Отпуск

Есенков Валерий Николаевич

«Иван Александрович, сорвав теплое пуховое одеяло, вскочил босыми ногами на жесткий коврик, брошенный возле дивана. Нужно было стаскивать измятую ночную сорочку, однако руки висели как плети, не повинуясь ему. Было холодно, неприютно нагретым под одеялом ногам, и он с отвращением думал о том, какую бездну невнятных, лишенных для него интереса бумаг предстоит с наивозможнейшей тщательностью прочесть, вместо того, чтобы с головой погрузиться в «Обломова»…»

Глава первая

Вдохновение

В напряженном, встревоженном спокойствии ночи его внезапно громко позвали:

– Вставай!

Иван Александрович так и выпучил пугливо глаза.

Сквозь неплотно задернутые шерстяные зеленые шторы на него угрожающими черными стеклами глядело окно. За этими черными стеклами не раздавалось ни звука, не блестело ни огонька.

Это не удивило его. Так было нужно: он сам себе с вечера приказал проснуться пораньше. Ему предстоял длинный, изнурительный день. Шел конец месяца – истинная пытка для несчастных редакторов и строгой цензуры. «Обломов» всё ещё не был написан, и не было ни малейшей возможности его написать.

Глава вторая

Служить на диване

Шесть изданий было у него на руках: «Пантеон», крикливая «Мода», «Журнал для чтения воспитанникам военно-учебных заведений», «Журнал министерства внутренних дел», «Вестник императорского русского географического общества», а также любопытный «Журнал коннозаводства и охоты». С декабря ему прибавили «Отечественные записки». Стало их семь, а с истинным удовольствием читал он только один.

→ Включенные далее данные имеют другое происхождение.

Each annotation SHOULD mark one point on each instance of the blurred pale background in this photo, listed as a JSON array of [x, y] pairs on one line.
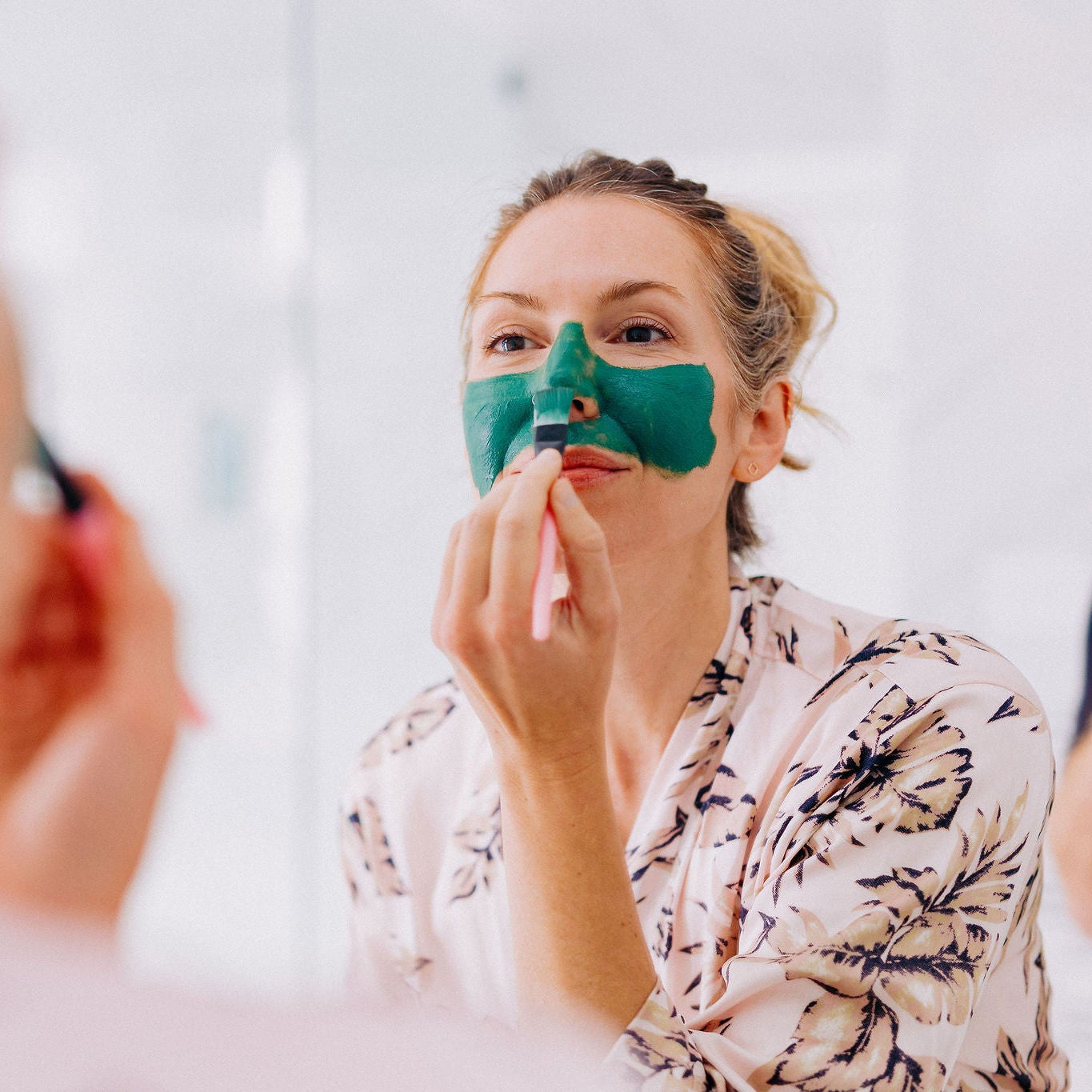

Все шесть, то путая значение слов, то небрежно затирая хорошее русское слово, то как попало ставя немецкие и английские термины, не понятные рядовому читателю, из месяца в месяц жевали давно избитые, прогорклые, скудные мысли. Порой он с трудом добирался до смысла, затем с привычной дотошностью выверял сухие периоды, каждое слово и каждую запятую на сотнях и сотнях убористо набранных корректур. В течение года на него сваливалось десять тысяч рукописных и тысяча печатных листов, по тридцать одних и по три других каждый день, однако почти вся работа неизменно приходилась на середину и окончание месяца, сначала рукопись, потом готовый набор, и он тот же текст прочитывал по три, по четыре, а бывало и пять раз, таким образом не менее тысячи рукописных и сотни печатных листов осаждали его в течение десяти-двенадцати дней.

Он дорабатывался до одурения и неделю, полторы, даже две болезненно, в унынии и хандре, возвращался в себя, а корректуры и рукописи целыми грудами вновь нарастали на рабочем столе, властно требуя от него нервов и нового напряжения, безжалостно вытесняя всё то, что он заботливо прятал в шкафу. Почти вся энергия мозга истощалась на этот периодический вздор, творчеству оставались объедки, несколько жалких, обглоданных крох.

Десять лет тянул он «Обломова» и не дотянул до конца даже первую часть.